Van onze verleden leken we alles te weten wat we moesten weten. Niets werd verborgen, en hoewel niets openlijk werd geopenbaard, was alles bekend. In schuldgevoel en in vergeving telden we onszelf gelijk aan, en altijd. De zon was zelf jaloers op ons.
(Of our pasts we seemed to know all we needed to know. Nothing was concealed, and though nothing was overtly revealed, all was known. In guilt and in forgiveness we counted ourselves equals, and always had. The sun himself envied us.)
Het citaat weerspiegelt een diep begrip van de complexiteit van menselijke emoties en relaties. Het suggereert dat hoewel de personages niet elk detail van hun verleden delen, er een onuitgesproken bewustzijn van elkaars leven bestaat. Deze transparantie, geboren uit gedeelde ervaringen van schuld en vergeving, legt een verbinding tot stand die typische sociale grenzen overstijgt.

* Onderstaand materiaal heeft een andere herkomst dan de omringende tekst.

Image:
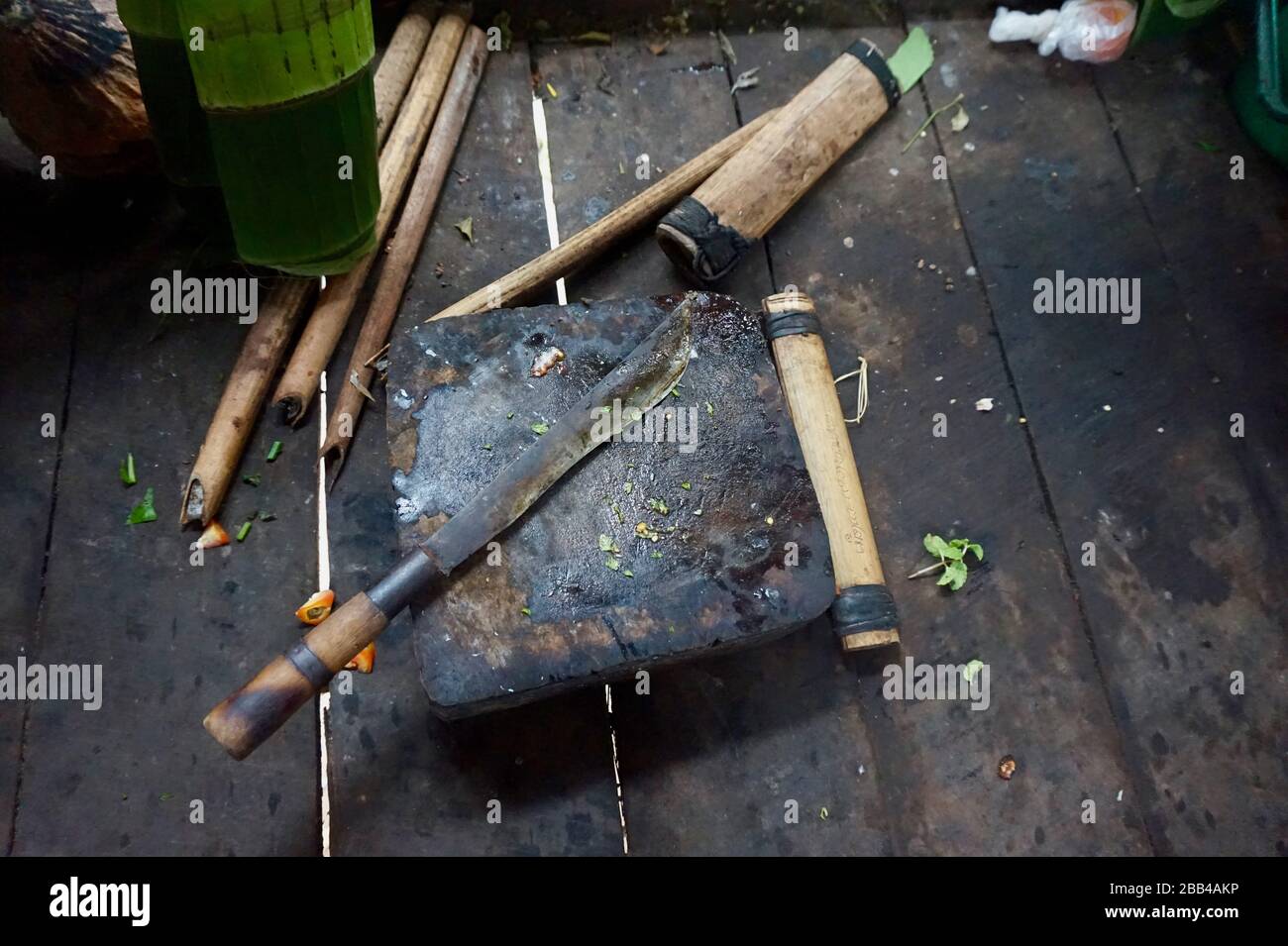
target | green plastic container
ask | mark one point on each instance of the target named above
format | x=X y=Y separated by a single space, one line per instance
x=168 y=94
x=1159 y=18
x=286 y=86
x=1258 y=85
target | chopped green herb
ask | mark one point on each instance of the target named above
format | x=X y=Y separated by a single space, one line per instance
x=128 y=476
x=143 y=511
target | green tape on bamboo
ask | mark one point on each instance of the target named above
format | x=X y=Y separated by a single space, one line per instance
x=170 y=97
x=287 y=91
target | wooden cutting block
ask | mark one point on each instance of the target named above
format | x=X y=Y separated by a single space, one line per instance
x=739 y=555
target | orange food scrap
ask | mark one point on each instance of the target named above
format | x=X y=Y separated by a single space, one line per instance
x=314 y=610
x=365 y=662
x=213 y=537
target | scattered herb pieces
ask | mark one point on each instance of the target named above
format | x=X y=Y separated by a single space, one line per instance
x=128 y=476
x=952 y=559
x=912 y=59
x=143 y=511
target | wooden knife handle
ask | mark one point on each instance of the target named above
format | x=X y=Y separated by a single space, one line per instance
x=256 y=712
x=863 y=613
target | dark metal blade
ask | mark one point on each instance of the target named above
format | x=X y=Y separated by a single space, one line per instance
x=639 y=382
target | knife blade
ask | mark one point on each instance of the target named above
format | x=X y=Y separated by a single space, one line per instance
x=643 y=378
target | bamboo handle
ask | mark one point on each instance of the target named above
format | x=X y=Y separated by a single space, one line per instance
x=256 y=712
x=863 y=611
x=708 y=232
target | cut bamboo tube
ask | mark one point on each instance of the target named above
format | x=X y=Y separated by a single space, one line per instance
x=863 y=613
x=397 y=159
x=404 y=246
x=590 y=242
x=265 y=347
x=398 y=63
x=707 y=233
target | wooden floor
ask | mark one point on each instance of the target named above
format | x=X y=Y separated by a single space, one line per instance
x=1109 y=683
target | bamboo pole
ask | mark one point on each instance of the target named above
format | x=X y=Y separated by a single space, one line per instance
x=397 y=161
x=267 y=340
x=590 y=242
x=398 y=63
x=404 y=246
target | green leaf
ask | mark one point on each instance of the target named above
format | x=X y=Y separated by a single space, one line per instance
x=912 y=59
x=956 y=575
x=935 y=545
x=128 y=476
x=143 y=511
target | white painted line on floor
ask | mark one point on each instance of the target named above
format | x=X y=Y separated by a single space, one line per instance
x=548 y=193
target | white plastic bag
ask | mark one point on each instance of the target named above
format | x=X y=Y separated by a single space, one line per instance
x=1087 y=30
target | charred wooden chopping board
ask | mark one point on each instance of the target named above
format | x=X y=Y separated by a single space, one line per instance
x=548 y=609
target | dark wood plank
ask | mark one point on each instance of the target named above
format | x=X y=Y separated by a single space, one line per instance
x=38 y=296
x=1180 y=597
x=931 y=352
x=171 y=639
x=1224 y=240
x=403 y=782
x=716 y=748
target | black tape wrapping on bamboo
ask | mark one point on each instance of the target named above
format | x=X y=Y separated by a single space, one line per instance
x=863 y=607
x=717 y=248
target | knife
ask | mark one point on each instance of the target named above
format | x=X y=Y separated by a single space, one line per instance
x=648 y=373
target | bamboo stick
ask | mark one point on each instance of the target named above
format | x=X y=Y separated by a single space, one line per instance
x=397 y=159
x=588 y=244
x=863 y=615
x=267 y=340
x=398 y=63
x=404 y=246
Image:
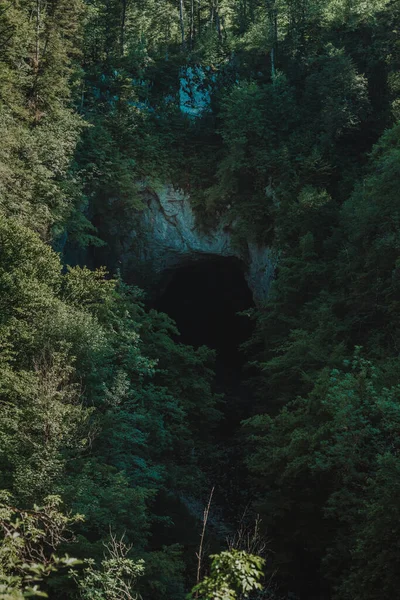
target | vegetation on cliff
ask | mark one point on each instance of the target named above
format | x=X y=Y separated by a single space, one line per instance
x=110 y=428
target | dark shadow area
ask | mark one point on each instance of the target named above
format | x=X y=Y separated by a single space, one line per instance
x=204 y=299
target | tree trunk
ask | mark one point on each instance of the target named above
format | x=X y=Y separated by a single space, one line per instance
x=181 y=17
x=123 y=20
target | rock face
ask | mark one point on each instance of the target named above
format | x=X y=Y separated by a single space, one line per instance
x=167 y=237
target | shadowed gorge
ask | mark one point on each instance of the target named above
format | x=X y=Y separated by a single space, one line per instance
x=180 y=180
x=204 y=299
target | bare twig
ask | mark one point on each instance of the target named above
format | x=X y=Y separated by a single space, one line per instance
x=200 y=552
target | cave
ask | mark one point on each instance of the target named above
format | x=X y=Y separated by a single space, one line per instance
x=204 y=299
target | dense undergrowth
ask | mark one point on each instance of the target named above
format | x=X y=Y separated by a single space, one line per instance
x=100 y=406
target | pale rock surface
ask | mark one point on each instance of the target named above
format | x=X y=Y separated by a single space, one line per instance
x=167 y=237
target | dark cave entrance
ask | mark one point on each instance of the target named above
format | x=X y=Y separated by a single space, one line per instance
x=204 y=299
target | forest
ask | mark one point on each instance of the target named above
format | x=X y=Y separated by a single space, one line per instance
x=170 y=448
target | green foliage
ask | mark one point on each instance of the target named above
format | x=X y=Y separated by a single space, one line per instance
x=27 y=544
x=116 y=577
x=234 y=573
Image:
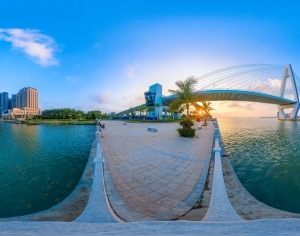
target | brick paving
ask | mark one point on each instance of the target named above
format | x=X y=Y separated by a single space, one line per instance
x=153 y=175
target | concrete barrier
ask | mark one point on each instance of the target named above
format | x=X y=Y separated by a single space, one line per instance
x=98 y=209
x=220 y=209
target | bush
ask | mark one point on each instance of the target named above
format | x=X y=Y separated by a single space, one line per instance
x=186 y=132
x=187 y=123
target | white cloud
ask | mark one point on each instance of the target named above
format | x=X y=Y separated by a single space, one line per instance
x=130 y=70
x=102 y=98
x=38 y=47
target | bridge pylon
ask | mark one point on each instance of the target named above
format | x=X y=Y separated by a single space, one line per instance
x=288 y=73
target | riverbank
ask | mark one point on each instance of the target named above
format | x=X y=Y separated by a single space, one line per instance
x=51 y=122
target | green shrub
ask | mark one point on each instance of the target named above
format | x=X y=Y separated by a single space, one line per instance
x=186 y=132
x=187 y=123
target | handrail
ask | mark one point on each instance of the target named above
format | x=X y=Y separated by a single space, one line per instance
x=98 y=209
x=220 y=209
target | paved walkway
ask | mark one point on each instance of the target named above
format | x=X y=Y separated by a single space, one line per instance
x=154 y=175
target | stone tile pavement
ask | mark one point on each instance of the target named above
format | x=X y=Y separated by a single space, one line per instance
x=154 y=175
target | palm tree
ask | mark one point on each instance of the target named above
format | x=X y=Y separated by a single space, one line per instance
x=206 y=108
x=186 y=96
x=141 y=109
x=150 y=109
x=131 y=112
x=157 y=105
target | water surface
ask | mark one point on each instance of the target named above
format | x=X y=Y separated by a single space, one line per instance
x=40 y=165
x=265 y=154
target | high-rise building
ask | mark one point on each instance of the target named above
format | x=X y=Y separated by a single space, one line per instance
x=27 y=97
x=3 y=102
x=9 y=104
x=23 y=104
x=13 y=101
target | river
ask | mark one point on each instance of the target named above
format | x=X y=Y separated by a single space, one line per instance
x=40 y=165
x=265 y=154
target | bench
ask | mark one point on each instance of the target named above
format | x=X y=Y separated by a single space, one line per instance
x=152 y=129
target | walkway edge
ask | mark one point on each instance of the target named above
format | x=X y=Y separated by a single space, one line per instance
x=220 y=209
x=97 y=209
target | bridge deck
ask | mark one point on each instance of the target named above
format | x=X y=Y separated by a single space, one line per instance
x=155 y=173
x=236 y=95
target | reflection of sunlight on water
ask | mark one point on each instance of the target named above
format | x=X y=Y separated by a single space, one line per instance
x=40 y=165
x=265 y=154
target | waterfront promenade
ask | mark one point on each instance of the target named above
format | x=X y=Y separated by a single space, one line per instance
x=154 y=175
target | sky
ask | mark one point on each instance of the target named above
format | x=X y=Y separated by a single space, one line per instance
x=103 y=55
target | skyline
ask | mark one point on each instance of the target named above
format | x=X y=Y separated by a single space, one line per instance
x=104 y=56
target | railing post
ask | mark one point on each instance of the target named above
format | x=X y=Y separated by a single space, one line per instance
x=220 y=209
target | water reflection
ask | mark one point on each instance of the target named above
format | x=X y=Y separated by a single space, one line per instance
x=40 y=165
x=265 y=154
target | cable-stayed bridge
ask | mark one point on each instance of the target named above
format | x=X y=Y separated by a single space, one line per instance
x=272 y=84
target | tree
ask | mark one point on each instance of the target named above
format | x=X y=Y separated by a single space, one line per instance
x=185 y=95
x=157 y=105
x=150 y=109
x=131 y=112
x=141 y=109
x=206 y=107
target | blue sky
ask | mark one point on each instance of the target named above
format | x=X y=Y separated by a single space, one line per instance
x=104 y=54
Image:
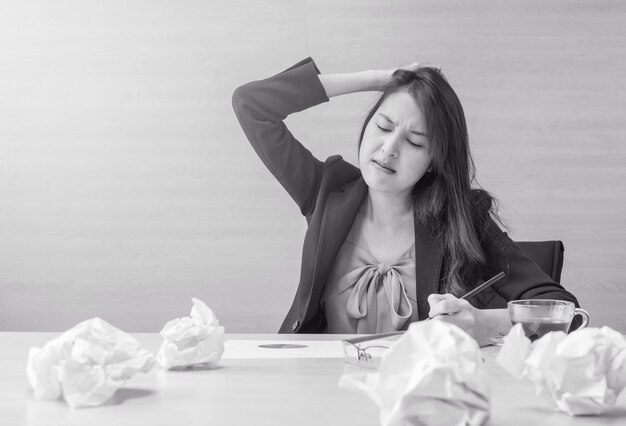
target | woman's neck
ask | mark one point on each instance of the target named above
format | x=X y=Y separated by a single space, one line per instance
x=388 y=211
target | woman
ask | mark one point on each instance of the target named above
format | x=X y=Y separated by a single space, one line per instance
x=403 y=236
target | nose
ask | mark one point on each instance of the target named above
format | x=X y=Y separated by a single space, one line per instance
x=390 y=145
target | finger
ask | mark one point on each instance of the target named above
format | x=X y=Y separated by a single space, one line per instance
x=447 y=306
x=435 y=298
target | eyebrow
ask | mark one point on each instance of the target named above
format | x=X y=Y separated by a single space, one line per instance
x=392 y=122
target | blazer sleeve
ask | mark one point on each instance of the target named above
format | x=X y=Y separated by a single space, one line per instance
x=261 y=108
x=524 y=278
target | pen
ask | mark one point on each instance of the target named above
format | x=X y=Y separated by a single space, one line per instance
x=478 y=289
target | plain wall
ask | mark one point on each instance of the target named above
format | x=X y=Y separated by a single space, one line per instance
x=127 y=186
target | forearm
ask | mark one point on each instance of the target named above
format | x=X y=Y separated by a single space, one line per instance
x=490 y=323
x=362 y=81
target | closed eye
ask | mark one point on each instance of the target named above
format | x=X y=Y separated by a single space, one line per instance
x=408 y=140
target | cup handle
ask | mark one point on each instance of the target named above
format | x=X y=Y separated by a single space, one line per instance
x=583 y=314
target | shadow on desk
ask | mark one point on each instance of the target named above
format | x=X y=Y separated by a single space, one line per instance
x=124 y=394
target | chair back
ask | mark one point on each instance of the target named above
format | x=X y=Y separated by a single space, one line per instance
x=547 y=254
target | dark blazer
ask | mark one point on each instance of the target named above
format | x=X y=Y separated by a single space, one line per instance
x=329 y=194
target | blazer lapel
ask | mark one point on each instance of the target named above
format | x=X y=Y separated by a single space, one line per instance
x=428 y=258
x=340 y=211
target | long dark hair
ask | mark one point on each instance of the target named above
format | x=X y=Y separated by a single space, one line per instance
x=443 y=198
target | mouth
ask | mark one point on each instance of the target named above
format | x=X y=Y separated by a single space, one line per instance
x=382 y=168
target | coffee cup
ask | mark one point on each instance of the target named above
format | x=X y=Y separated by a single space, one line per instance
x=541 y=316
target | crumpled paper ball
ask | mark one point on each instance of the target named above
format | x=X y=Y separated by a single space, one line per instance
x=433 y=375
x=86 y=364
x=579 y=373
x=198 y=339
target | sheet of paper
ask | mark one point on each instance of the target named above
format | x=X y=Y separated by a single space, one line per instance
x=242 y=349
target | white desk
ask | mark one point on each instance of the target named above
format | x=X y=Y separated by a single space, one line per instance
x=248 y=392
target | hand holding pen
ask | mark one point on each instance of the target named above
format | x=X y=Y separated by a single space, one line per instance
x=481 y=324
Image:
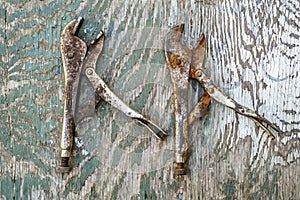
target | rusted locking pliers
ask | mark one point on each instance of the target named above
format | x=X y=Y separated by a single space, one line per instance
x=75 y=57
x=184 y=63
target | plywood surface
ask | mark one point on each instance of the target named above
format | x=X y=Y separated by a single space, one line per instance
x=253 y=55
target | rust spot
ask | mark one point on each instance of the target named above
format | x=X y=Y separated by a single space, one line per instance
x=211 y=90
x=175 y=61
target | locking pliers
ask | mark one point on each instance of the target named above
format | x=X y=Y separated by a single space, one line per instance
x=184 y=63
x=77 y=57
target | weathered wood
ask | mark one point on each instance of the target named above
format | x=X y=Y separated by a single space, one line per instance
x=253 y=54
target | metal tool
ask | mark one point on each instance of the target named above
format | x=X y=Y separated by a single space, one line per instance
x=77 y=57
x=184 y=63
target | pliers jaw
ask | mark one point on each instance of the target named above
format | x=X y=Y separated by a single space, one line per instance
x=75 y=59
x=184 y=63
x=73 y=51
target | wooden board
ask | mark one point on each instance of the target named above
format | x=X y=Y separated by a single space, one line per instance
x=253 y=55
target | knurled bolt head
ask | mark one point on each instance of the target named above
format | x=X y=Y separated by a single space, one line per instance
x=89 y=71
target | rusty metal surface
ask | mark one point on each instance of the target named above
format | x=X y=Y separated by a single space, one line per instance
x=184 y=63
x=78 y=57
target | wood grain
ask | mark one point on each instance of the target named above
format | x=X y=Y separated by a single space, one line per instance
x=253 y=55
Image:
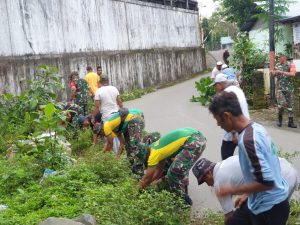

De vermelding van de zon die hen benijdend voegt een poëtische laag toe, wat impliceert dat hun band zo diepgaand is dat zelfs de natuur zelf ontzag is. Het benadrukt dat hun gelijkheid in gedeelde worstelingen een sterke relatie mogelijk maakt, een die zowel intiem als reflectief krachtig is, waarbij de schoonheid en diepte van persoonlijke verbindingen worden gevormd door wederzijds begrip.